Leek het op de weg er naartoe alsof we de enigen op de wereld waren, ter plekke krioelt het van de mensen. Coral Bay is erg toeristisch, eigenlijk bestaat het alleen maar uit toeristen en zijn er geen vaste bewoners. Veel mensen kiezen er hierom voor door te rijden naar Exmouth. De camping van onze eerste voorkeur zit vol maar bij Bayview kunnen we er nog wel bij. We vragen om een schaduwrijke plek en die wordt ons ook vriendelijk toegewezen, maar ter plekke blijkt dat ze daarop hier toch een andere kijk hebben. De zon staat vol op deze plek en de bomen staan aan de verkeerde kant. Bijdehand als we zijn, lopen we terug naar de receptie. We hebben mooiere plekken gezien en vragen of die beschikbaar zijn, maar die blijken te zijn gereserveerd. We moeten het er mee doen en hopen maar dat het snel afkoelt. Even later blijkt dat onze achterburen – een gezin van een man of vijf – van die luidruchtige typetjes zijn. De volumeknop van de radio is aardig opengedraaid en er wordt vrolijk meegezongen. Nou ja, het kan erger. Leuk is wel hun rainbow lorekeet, die we af en toe “hello′ horen zeggen. Zelfs tegen een onschuldige, rondscharrelende kuifduif.
Coral Bay
We kunnen lekker uitslapen, al is dat niet later dan half 9. We hebben een rustig ochtendritueel en lopen pas rond 10:30 uur naar het strand voor een goede plek om te snorkelen. Dat zou achter de heuvel moeten zijn. We maken vandaag voor het eerst kennis met het Ningaloo Reef, het grootste westelijk gelegen koraalrif op slechts enkele tientallen meters van de kust. Patricia waagt zich twee keer in het water, John maar één keer heel kort omdat zijn duikbril steeds volloopt met water. Het is prachtig wat we zien, maar de kleur zit ‘m vooral in de vissen en niet in het koraal zelf. Dat was bij het Great Barrier Reef aan de oostkust wel anders. We zien ook flinke drollen op de zeebodem liggen en concluderen dat dat zeekomkommers moeten zijn. Het is best griezelig om zo dicht boven het koraal te zwemmen; er zijn veel diepe en donkere plekken en god weet wat daar allemaal vandaan kan komen. Er staat veel wind, dus het is verder niet echt een lolletje om lang op het strand te blijven.

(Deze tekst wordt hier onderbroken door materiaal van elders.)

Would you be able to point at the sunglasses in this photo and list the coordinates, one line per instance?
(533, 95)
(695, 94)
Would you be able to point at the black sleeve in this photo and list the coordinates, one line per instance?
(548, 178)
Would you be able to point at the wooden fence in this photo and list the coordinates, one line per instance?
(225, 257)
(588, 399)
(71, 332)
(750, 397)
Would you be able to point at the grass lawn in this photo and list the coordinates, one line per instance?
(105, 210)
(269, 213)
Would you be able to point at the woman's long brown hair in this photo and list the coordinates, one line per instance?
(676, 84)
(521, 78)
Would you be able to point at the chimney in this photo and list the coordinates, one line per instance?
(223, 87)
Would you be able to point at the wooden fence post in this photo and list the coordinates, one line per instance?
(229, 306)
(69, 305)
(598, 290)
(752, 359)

Om 13:40 uur zijn we dan ook weer terug bij de camper, waar we lunchen en allebei diep in een boek verdrinken. Na het douchen lopen we naar het uitkijkpunt op de heuvel om naar een prachtige, wolkenloze zonsondergang te kijken. Daarna gaan we nog een uurtje internetten (in de plaatselijke snackbar) en doen we eens gek: we koken voor het eerst niet zelf, maar we doen ons te buiten aan een heuse familysize vega campingpizza van het Reef Café. Hij smaakt nog goed ook!
Coral Bay
Ook vanochtend doen we het zonder wekker, maar het leven op een camping is natuurlijk niet zoals de rust thuis. We zijn van plan om vandaag het koraalrif van Coral Bay met een glasbodem kayak te verkennen. John pakt zich helemaal van top tot teen in tegen de zon en trotseert zo de warmte. Maar de verhuurder op het strand raadt het ons erg af (eigenlijk zegt ie gewoon: komt niets van in) omdat er een aflandige wind staat en dan zijn we alleen maar bezig met naar de kust terug roeien. Eerlijk van ‘m, zo zijn ze hier dan wel weer. Misschien vanmiddag. Maar dat gokken we bij nader inzien toch maar niet en informeren op diverse plaatsen of er nog een plek vrij is op een glasbodem boot excursie vanmiddag. Daarmee komen we veel verder het water op. Gelukkig kunnen we om 14:00 uur terecht bij Sub Sea Explorer. Tot die tijd ontspannen we bij de camper.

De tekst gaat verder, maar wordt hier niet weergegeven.